Die Galopprennbahn Freudenau ist eine 1839 eröffnete Anlage für den Galopprennsport im 2. Wiener Gemeindebezirk Leopoldstadt.
Anlage
Die Galopprennbahn befindet sich in der namensgebenden Freudenau, einem ehemaligen Augebiet im Osten des Wiener Praters. Im Stil des Historismus gehalten, zeichnet sich die Anlage durch feingliedrige Gusseisen-Architektur aus. Sie besitzt fünf Tribünen.[1] Die gesamte Anlage steht unter Denkmalschutz.[2]
Geschichte
Allgemein
Das Eröffnungsrennen der vom Wettrennen-Comité auf der sogenannten Fleischhacker-Wiese geschaffenen Bahn fand am 4. Mai 1839 statt. Die Länge der neuen Rennbahn entsprach mit zwei englischen Meilen jener bis dahin auf der Simmeringer Haide genutzten, wobei Grund und Boden als zum Rennen besser eingeschätzt wurden.[3]
1858 wurden in Anwesenheit von Kaiser Franz Joseph I. (1830–1916) die Tribünen eingeweiht, die vom Architekten Carl Hasenauer (1833–1894) entworfen und von dessen Bruder, dem Hof-Zimmermeister Christoph Hasenauer, erbaut worden waren.
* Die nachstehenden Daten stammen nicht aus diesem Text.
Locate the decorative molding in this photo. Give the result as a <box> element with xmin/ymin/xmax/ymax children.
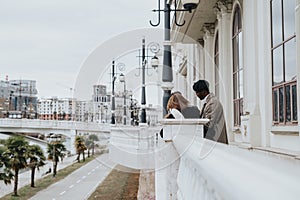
<box><xmin>202</xmin><ymin>23</ymin><xmax>215</xmax><ymax>35</ymax></box>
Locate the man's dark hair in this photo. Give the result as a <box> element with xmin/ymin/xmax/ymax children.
<box><xmin>193</xmin><ymin>80</ymin><xmax>209</xmax><ymax>93</ymax></box>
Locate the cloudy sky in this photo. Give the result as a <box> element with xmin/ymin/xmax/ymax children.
<box><xmin>0</xmin><ymin>0</ymin><xmax>163</xmax><ymax>100</ymax></box>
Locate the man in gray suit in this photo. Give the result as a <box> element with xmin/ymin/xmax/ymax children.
<box><xmin>193</xmin><ymin>80</ymin><xmax>228</xmax><ymax>144</ymax></box>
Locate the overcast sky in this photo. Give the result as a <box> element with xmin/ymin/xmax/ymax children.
<box><xmin>0</xmin><ymin>0</ymin><xmax>163</xmax><ymax>101</ymax></box>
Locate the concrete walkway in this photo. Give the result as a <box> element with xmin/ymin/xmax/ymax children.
<box><xmin>0</xmin><ymin>155</ymin><xmax>77</xmax><ymax>198</ymax></box>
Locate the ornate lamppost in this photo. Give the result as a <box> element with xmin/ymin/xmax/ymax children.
<box><xmin>119</xmin><ymin>73</ymin><xmax>127</xmax><ymax>125</ymax></box>
<box><xmin>111</xmin><ymin>60</ymin><xmax>125</xmax><ymax>124</ymax></box>
<box><xmin>150</xmin><ymin>0</ymin><xmax>199</xmax><ymax>115</ymax></box>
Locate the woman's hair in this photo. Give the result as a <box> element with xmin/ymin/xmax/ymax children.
<box><xmin>167</xmin><ymin>92</ymin><xmax>189</xmax><ymax>112</ymax></box>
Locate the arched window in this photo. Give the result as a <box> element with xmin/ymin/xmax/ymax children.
<box><xmin>270</xmin><ymin>0</ymin><xmax>298</xmax><ymax>125</ymax></box>
<box><xmin>214</xmin><ymin>32</ymin><xmax>220</xmax><ymax>98</ymax></box>
<box><xmin>232</xmin><ymin>6</ymin><xmax>244</xmax><ymax>126</ymax></box>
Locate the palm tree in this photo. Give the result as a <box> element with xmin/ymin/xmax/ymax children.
<box><xmin>75</xmin><ymin>136</ymin><xmax>87</xmax><ymax>162</ymax></box>
<box><xmin>47</xmin><ymin>141</ymin><xmax>67</xmax><ymax>177</ymax></box>
<box><xmin>5</xmin><ymin>136</ymin><xmax>28</xmax><ymax>196</ymax></box>
<box><xmin>0</xmin><ymin>146</ymin><xmax>14</xmax><ymax>185</ymax></box>
<box><xmin>28</xmin><ymin>145</ymin><xmax>46</xmax><ymax>187</ymax></box>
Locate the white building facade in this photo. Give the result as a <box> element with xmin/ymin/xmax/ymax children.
<box><xmin>38</xmin><ymin>97</ymin><xmax>74</xmax><ymax>120</ymax></box>
<box><xmin>172</xmin><ymin>0</ymin><xmax>300</xmax><ymax>152</ymax></box>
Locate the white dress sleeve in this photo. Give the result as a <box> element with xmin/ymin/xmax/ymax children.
<box><xmin>169</xmin><ymin>108</ymin><xmax>184</xmax><ymax>119</ymax></box>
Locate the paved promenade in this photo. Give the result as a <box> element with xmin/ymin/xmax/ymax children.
<box><xmin>0</xmin><ymin>155</ymin><xmax>77</xmax><ymax>198</ymax></box>
<box><xmin>30</xmin><ymin>154</ymin><xmax>115</xmax><ymax>200</ymax></box>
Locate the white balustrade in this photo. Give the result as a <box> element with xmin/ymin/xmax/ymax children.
<box><xmin>109</xmin><ymin>126</ymin><xmax>159</xmax><ymax>169</ymax></box>
<box><xmin>0</xmin><ymin>118</ymin><xmax>110</xmax><ymax>132</ymax></box>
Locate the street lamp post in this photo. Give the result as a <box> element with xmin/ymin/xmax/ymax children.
<box><xmin>119</xmin><ymin>73</ymin><xmax>127</xmax><ymax>125</ymax></box>
<box><xmin>111</xmin><ymin>60</ymin><xmax>125</xmax><ymax>124</ymax></box>
<box><xmin>150</xmin><ymin>0</ymin><xmax>199</xmax><ymax>116</ymax></box>
<box><xmin>141</xmin><ymin>38</ymin><xmax>160</xmax><ymax>123</ymax></box>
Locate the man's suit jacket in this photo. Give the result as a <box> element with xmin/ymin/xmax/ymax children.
<box><xmin>202</xmin><ymin>93</ymin><xmax>228</xmax><ymax>144</ymax></box>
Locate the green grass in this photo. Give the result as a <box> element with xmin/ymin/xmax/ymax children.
<box><xmin>1</xmin><ymin>154</ymin><xmax>100</xmax><ymax>200</ymax></box>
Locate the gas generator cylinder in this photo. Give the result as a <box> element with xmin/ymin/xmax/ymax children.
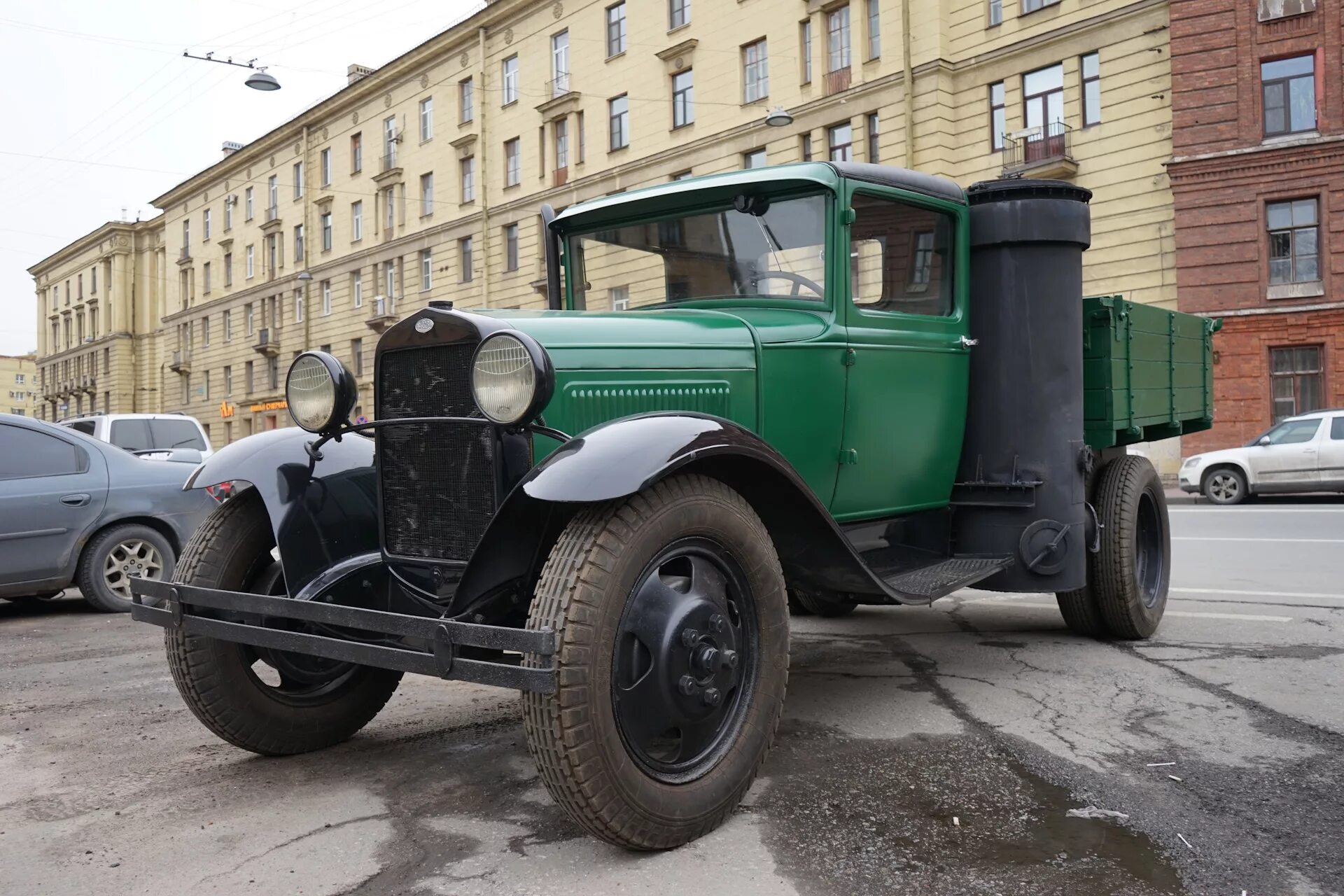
<box><xmin>953</xmin><ymin>178</ymin><xmax>1091</xmax><ymax>591</ymax></box>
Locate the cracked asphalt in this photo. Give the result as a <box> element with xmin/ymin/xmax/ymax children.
<box><xmin>0</xmin><ymin>503</ymin><xmax>1344</xmax><ymax>896</ymax></box>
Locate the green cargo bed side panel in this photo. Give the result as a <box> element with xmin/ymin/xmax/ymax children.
<box><xmin>1084</xmin><ymin>295</ymin><xmax>1218</xmax><ymax>450</ymax></box>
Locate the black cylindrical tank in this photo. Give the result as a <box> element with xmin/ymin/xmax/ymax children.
<box><xmin>953</xmin><ymin>178</ymin><xmax>1091</xmax><ymax>591</ymax></box>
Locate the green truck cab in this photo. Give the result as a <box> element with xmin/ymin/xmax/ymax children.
<box><xmin>132</xmin><ymin>162</ymin><xmax>1212</xmax><ymax>849</ymax></box>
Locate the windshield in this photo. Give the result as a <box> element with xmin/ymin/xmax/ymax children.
<box><xmin>568</xmin><ymin>195</ymin><xmax>827</xmax><ymax>310</ymax></box>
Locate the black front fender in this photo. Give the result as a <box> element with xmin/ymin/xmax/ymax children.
<box><xmin>183</xmin><ymin>427</ymin><xmax>379</xmax><ymax>594</ymax></box>
<box><xmin>449</xmin><ymin>412</ymin><xmax>900</xmax><ymax>615</ymax></box>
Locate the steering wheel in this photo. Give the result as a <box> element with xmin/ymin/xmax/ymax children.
<box><xmin>751</xmin><ymin>270</ymin><xmax>827</xmax><ymax>298</ymax></box>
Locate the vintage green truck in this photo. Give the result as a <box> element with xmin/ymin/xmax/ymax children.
<box><xmin>133</xmin><ymin>162</ymin><xmax>1212</xmax><ymax>849</ymax></box>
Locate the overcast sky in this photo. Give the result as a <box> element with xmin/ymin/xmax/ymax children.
<box><xmin>0</xmin><ymin>0</ymin><xmax>481</xmax><ymax>355</ymax></box>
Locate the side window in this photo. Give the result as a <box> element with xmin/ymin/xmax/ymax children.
<box><xmin>0</xmin><ymin>423</ymin><xmax>89</xmax><ymax>479</ymax></box>
<box><xmin>849</xmin><ymin>193</ymin><xmax>955</xmax><ymax>317</ymax></box>
<box><xmin>149</xmin><ymin>421</ymin><xmax>206</xmax><ymax>450</ymax></box>
<box><xmin>108</xmin><ymin>421</ymin><xmax>153</xmax><ymax>451</ymax></box>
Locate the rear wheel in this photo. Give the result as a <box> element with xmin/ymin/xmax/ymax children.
<box><xmin>523</xmin><ymin>475</ymin><xmax>789</xmax><ymax>849</ymax></box>
<box><xmin>164</xmin><ymin>489</ymin><xmax>402</xmax><ymax>756</ymax></box>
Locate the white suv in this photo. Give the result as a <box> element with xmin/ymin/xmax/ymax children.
<box><xmin>1180</xmin><ymin>408</ymin><xmax>1344</xmax><ymax>504</ymax></box>
<box><xmin>60</xmin><ymin>414</ymin><xmax>214</xmax><ymax>459</ymax></box>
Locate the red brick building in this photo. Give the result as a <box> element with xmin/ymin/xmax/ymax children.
<box><xmin>1168</xmin><ymin>0</ymin><xmax>1344</xmax><ymax>456</ymax></box>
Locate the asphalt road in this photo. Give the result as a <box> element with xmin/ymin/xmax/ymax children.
<box><xmin>0</xmin><ymin>504</ymin><xmax>1344</xmax><ymax>896</ymax></box>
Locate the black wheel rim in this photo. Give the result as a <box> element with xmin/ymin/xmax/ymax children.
<box><xmin>1134</xmin><ymin>491</ymin><xmax>1167</xmax><ymax>607</ymax></box>
<box><xmin>238</xmin><ymin>555</ymin><xmax>359</xmax><ymax>706</ymax></box>
<box><xmin>612</xmin><ymin>538</ymin><xmax>761</xmax><ymax>783</ymax></box>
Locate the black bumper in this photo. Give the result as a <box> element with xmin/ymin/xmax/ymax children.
<box><xmin>130</xmin><ymin>579</ymin><xmax>556</xmax><ymax>693</ymax></box>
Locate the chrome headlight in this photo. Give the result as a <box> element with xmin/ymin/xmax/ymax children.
<box><xmin>472</xmin><ymin>330</ymin><xmax>555</xmax><ymax>426</ymax></box>
<box><xmin>285</xmin><ymin>352</ymin><xmax>355</xmax><ymax>433</ymax></box>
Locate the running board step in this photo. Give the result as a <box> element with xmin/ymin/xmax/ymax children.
<box><xmin>883</xmin><ymin>556</ymin><xmax>1012</xmax><ymax>601</ymax></box>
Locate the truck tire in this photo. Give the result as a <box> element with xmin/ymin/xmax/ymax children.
<box><xmin>164</xmin><ymin>489</ymin><xmax>402</xmax><ymax>756</ymax></box>
<box><xmin>76</xmin><ymin>523</ymin><xmax>175</xmax><ymax>612</ymax></box>
<box><xmin>1087</xmin><ymin>454</ymin><xmax>1172</xmax><ymax>639</ymax></box>
<box><xmin>523</xmin><ymin>474</ymin><xmax>789</xmax><ymax>849</ymax></box>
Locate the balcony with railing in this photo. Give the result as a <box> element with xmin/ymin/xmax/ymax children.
<box><xmin>253</xmin><ymin>326</ymin><xmax>279</xmax><ymax>357</ymax></box>
<box><xmin>1002</xmin><ymin>121</ymin><xmax>1078</xmax><ymax>177</ymax></box>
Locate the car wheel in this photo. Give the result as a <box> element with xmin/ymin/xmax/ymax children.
<box><xmin>1200</xmin><ymin>466</ymin><xmax>1247</xmax><ymax>505</ymax></box>
<box><xmin>523</xmin><ymin>474</ymin><xmax>789</xmax><ymax>849</ymax></box>
<box><xmin>164</xmin><ymin>489</ymin><xmax>402</xmax><ymax>756</ymax></box>
<box><xmin>76</xmin><ymin>523</ymin><xmax>176</xmax><ymax>612</ymax></box>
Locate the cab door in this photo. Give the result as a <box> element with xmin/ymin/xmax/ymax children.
<box><xmin>831</xmin><ymin>183</ymin><xmax>969</xmax><ymax>520</ymax></box>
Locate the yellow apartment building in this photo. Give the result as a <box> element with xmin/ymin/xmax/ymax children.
<box><xmin>31</xmin><ymin>0</ymin><xmax>1176</xmax><ymax>459</ymax></box>
<box><xmin>0</xmin><ymin>355</ymin><xmax>38</xmax><ymax>416</ymax></box>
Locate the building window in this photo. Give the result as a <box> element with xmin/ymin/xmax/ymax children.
<box><xmin>458</xmin><ymin>156</ymin><xmax>476</xmax><ymax>203</ymax></box>
<box><xmin>798</xmin><ymin>19</ymin><xmax>812</xmax><ymax>85</ymax></box>
<box><xmin>1021</xmin><ymin>63</ymin><xmax>1065</xmax><ymax>140</ymax></box>
<box><xmin>864</xmin><ymin>0</ymin><xmax>882</xmax><ymax>59</ymax></box>
<box><xmin>504</xmin><ymin>137</ymin><xmax>523</xmax><ymax>187</ymax></box>
<box><xmin>742</xmin><ymin>39</ymin><xmax>770</xmax><ymax>102</ymax></box>
<box><xmin>1268</xmin><ymin>345</ymin><xmax>1325</xmax><ymax>433</ymax></box>
<box><xmin>500</xmin><ymin>55</ymin><xmax>517</xmax><ymax>106</ymax></box>
<box><xmin>827</xmin><ymin>121</ymin><xmax>853</xmax><ymax>161</ymax></box>
<box><xmin>421</xmin><ymin>172</ymin><xmax>434</xmax><ymax>216</ymax></box>
<box><xmin>1265</xmin><ymin>199</ymin><xmax>1321</xmax><ymax>285</ymax></box>
<box><xmin>421</xmin><ymin>97</ymin><xmax>434</xmax><ymax>142</ymax></box>
<box><xmin>668</xmin><ymin>0</ymin><xmax>691</xmax><ymax>31</ymax></box>
<box><xmin>672</xmin><ymin>69</ymin><xmax>695</xmax><ymax>127</ymax></box>
<box><xmin>1078</xmin><ymin>52</ymin><xmax>1100</xmax><ymax>127</ymax></box>
<box><xmin>1261</xmin><ymin>57</ymin><xmax>1316</xmax><ymax>137</ymax></box>
<box><xmin>827</xmin><ymin>7</ymin><xmax>849</xmax><ymax>71</ymax></box>
<box><xmin>457</xmin><ymin>78</ymin><xmax>476</xmax><ymax>124</ymax></box>
<box><xmin>504</xmin><ymin>224</ymin><xmax>517</xmax><ymax>270</ymax></box>
<box><xmin>551</xmin><ymin>31</ymin><xmax>570</xmax><ymax>97</ymax></box>
<box><xmin>606</xmin><ymin>3</ymin><xmax>625</xmax><ymax>58</ymax></box>
<box><xmin>457</xmin><ymin>237</ymin><xmax>476</xmax><ymax>284</ymax></box>
<box><xmin>989</xmin><ymin>80</ymin><xmax>1008</xmax><ymax>150</ymax></box>
<box><xmin>606</xmin><ymin>94</ymin><xmax>630</xmax><ymax>149</ymax></box>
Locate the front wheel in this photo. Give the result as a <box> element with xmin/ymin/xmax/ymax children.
<box><xmin>164</xmin><ymin>489</ymin><xmax>402</xmax><ymax>756</ymax></box>
<box><xmin>523</xmin><ymin>474</ymin><xmax>789</xmax><ymax>849</ymax></box>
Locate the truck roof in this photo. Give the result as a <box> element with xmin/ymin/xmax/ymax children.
<box><xmin>554</xmin><ymin>161</ymin><xmax>966</xmax><ymax>234</ymax></box>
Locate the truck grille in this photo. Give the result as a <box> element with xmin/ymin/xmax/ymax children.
<box><xmin>378</xmin><ymin>342</ymin><xmax>496</xmax><ymax>560</ymax></box>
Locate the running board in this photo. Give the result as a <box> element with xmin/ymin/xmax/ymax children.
<box><xmin>130</xmin><ymin>579</ymin><xmax>556</xmax><ymax>693</ymax></box>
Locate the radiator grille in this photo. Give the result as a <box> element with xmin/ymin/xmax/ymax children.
<box><xmin>378</xmin><ymin>342</ymin><xmax>496</xmax><ymax>560</ymax></box>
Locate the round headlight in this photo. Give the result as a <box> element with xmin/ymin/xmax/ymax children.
<box><xmin>285</xmin><ymin>352</ymin><xmax>354</xmax><ymax>433</ymax></box>
<box><xmin>472</xmin><ymin>333</ymin><xmax>551</xmax><ymax>426</ymax></box>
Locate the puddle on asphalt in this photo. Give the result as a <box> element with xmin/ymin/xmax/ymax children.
<box><xmin>755</xmin><ymin>722</ymin><xmax>1184</xmax><ymax>896</ymax></box>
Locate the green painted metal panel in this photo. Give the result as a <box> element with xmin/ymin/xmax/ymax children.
<box><xmin>1084</xmin><ymin>295</ymin><xmax>1218</xmax><ymax>449</ymax></box>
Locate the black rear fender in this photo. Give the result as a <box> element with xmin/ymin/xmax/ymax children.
<box><xmin>183</xmin><ymin>427</ymin><xmax>379</xmax><ymax>594</ymax></box>
<box><xmin>447</xmin><ymin>412</ymin><xmax>890</xmax><ymax>617</ymax></box>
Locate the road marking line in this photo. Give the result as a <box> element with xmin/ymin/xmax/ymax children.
<box><xmin>1170</xmin><ymin>587</ymin><xmax>1344</xmax><ymax>601</ymax></box>
<box><xmin>1172</xmin><ymin>535</ymin><xmax>1344</xmax><ymax>544</ymax></box>
<box><xmin>966</xmin><ymin>598</ymin><xmax>1294</xmax><ymax>622</ymax></box>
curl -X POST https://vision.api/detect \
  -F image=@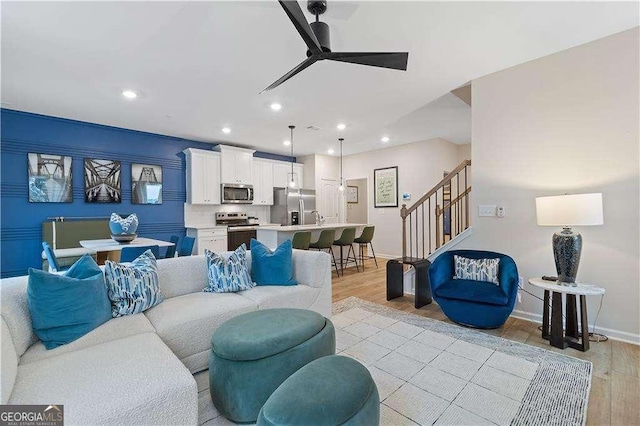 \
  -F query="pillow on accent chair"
[453,254,500,285]
[104,250,164,318]
[27,254,111,349]
[202,243,255,293]
[251,238,298,285]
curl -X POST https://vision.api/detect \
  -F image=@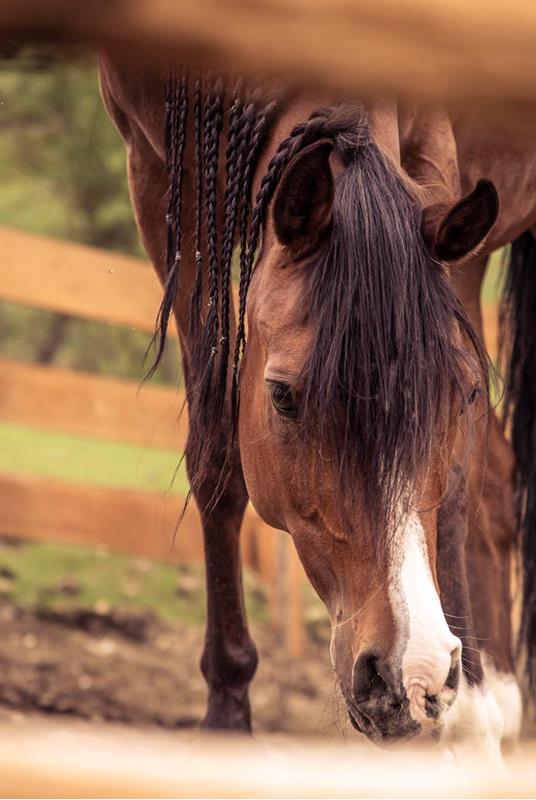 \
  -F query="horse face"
[239,134,496,741]
[240,247,461,741]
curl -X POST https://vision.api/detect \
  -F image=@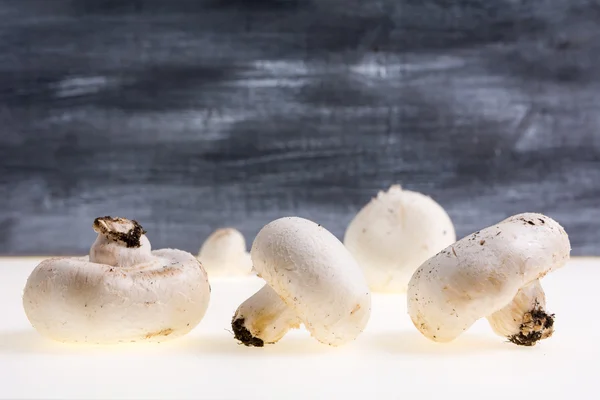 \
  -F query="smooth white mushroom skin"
[23,217,210,344]
[344,185,456,293]
[198,228,252,277]
[407,213,571,346]
[232,217,371,347]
Das erste Österreichische Derby fand 1868 statt. 1870 wurde die vom Budapester Architekten Adolf Feszty (1846–1900) entworfene Hof-Tribüne erbaut, die aus einer Loge für den Kaiser und zwei Seitenlogen bestand. Ein Brand zerstörte 1883 einen Teil der Tribünen. Von 1885 bis 1887 wurden nach Plänen des Architekten Josef Drexler (1850–1922) die zerstörten Bauteile in stabilerer Bauweise rekonstruiert sowie das Totalisator-Gebäude und die Verwaltungs- und Stallgebäude erbaut.
Am Ostermontag, dem 26. April 1886 und sechsten Tag des Frühjahrs-Meetings, wurde von der Österreichisch-Ungarischen Staatseisenbahn-Gesellschaft (StEG) die Flügelbahn zum Rennplatz Freudenau eröffnet (verstaatlicht am 1. Jänner 1909). Im Wege der Verbindungsbahn konnte man an jenem Tag erstmals mit einem Personenzug von Wien Westbahnhof ohne Umsteigen bis an den Vorplatz der Galopprennbahn gelangen.[4] Die 1,318 km (Baulänge) lange Flügelbahn zweigte am Nordende der Ostbahnbrücke ( ) im km 5,961 der heutigen Laaer Ostbahn in einer Ostschleife über eine heute noch bestehende Aufschüttung ab. Als während des Ersten Weltkrieges die Verkehrsstelle Prater-Ausweiche zwischen Donaukanal und Donau gebaut werden sollte, wäre der Anschlussbogen der Freudenauer Strecke nach Norden in die neue Ausweichstation umgelegt worden. Personen-, Gepäck- und Expressgutverkehr wurden 1932 eingestellt, der Gesamtverkehr am 14. Juli 1942, gefolgt von der Abtragung des Oberbaus.[5]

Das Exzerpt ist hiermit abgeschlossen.